Others did not believe me. Two years later, i saw the optimism of the legal team who were trying to stop another execution in the same prison. Their case was strong. They were arguing that their client, Michael Poland, was mentally incompetent to be executed – and, as the state’s own psychiatrist agreed, the lawyers were shocked when Judge James E. Don ordered the execution to go ahead anyway.
I was not shocked, or even surprised, for the same reason i was not surprised a decade and a half later, when Donald Trump became President.
I had told my friends he would win. They said he would not even get the nomination. When he did, they said it was impossible that he would win. At one point, in exasperation, i said: "Six months ago, you were saying he wouldn't get the nomination. Now you're saying he won't win. A year from now, you'll be saying you can't believe what President Trump's doing."
I knew what was going on with my friends, because i had seen it before, at another crime scene.
It was at a party during a book festival. One of the authors was owed money by his publisher, an upper class trust funder. The author was clinically depressed, and the publisher openly taunted him in front of other people at the party.
The author had a friend with him, a man who was less genteel than those who usually attend literary events. This friend was so irked by the publisher's meanness that he threatened him with violence.
The publisher was not intimidated, because he lived in a world where he felt safe. He sneered at the author's friend.
I remember the publisher was wearing a hat with a wide brim, because i can still see the hat falling off when the author's friend hit the publisher with a backhanded slap to the face. But what is clearest in my memory is how the publisher reacted...

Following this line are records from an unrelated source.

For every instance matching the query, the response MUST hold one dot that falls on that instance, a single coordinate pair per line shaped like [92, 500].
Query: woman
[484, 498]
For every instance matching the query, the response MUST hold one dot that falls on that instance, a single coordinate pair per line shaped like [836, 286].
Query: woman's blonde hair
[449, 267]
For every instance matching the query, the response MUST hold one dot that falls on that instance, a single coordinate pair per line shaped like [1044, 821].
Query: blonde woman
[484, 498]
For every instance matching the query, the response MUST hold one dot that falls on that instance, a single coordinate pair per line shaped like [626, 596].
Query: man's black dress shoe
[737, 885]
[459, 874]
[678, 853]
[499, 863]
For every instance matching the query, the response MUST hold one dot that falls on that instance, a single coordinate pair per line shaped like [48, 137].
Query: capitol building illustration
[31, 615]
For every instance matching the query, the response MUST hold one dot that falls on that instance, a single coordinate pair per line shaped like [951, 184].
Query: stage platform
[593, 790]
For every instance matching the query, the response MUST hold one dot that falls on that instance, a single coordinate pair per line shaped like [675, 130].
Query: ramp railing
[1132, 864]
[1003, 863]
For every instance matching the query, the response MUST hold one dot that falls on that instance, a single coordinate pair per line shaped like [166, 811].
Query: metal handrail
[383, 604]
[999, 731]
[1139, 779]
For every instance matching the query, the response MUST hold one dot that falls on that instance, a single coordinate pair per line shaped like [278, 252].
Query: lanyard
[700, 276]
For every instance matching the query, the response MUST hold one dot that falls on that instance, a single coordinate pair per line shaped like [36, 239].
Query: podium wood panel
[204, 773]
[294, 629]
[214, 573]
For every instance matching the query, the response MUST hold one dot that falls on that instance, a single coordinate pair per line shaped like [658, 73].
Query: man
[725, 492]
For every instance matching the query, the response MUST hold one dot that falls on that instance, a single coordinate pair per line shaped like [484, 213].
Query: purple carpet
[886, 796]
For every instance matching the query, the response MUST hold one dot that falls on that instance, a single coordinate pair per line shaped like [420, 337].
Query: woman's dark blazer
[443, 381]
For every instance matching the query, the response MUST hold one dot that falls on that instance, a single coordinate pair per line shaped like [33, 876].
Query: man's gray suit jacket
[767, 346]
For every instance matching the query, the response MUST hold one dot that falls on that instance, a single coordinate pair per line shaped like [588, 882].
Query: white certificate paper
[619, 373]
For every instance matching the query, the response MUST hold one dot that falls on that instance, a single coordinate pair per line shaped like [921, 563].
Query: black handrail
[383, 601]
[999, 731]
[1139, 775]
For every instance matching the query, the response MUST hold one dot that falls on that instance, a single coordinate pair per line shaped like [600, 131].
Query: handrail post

Unable to accept what was happening to him, having no idea what to do about it, he went completely into denial. As if his hat had fallen off by accident, he bent, picked it up, and put it back on. The other man hit him again, twice, with each side of an open hand. Again the hat fell off, and again its owner picked it up and replaced it on his head, not acknowledging the man who was hitting him. It was a reality he had no mental/emotional vocabulary to handle, so he pretended it was not happening, as though acting as if everything were normal could make it so. Before the beating could continue, other people at the party intervened. The publisher left, hat on head, body trembling.
During the presidential campaign, i saw my friends do what that publisher had done. Frightened, vulnerable in ways they had never imagined possible for them, they denied reality. While unable to deny that there was madness, they took refuge in a fiction that there was a realm of the mad, and that its denizens were the distant subjugates of the sane, the rational, the normal.
Then the election result was announced, and the hat was knocked off the frightened head.
I had lived in the US for nearly 22 years, and in that time i had never once gone back to Scotland for a visit. But, as the blow landed and the hat fell, i saw i was living in a crime scene, so i did the only rational thing: i fled. In February 2017, i moved back to Glasgow.
When asked how i could leave the US after so long, i answer that the US left me. This is glib, but it is also true. I looked at the US, and i saw the laughing thugs outside the building where they had cut a man's face, the laughing county attorney outside the death house. Any pretence of sanity or decency had been abandoned.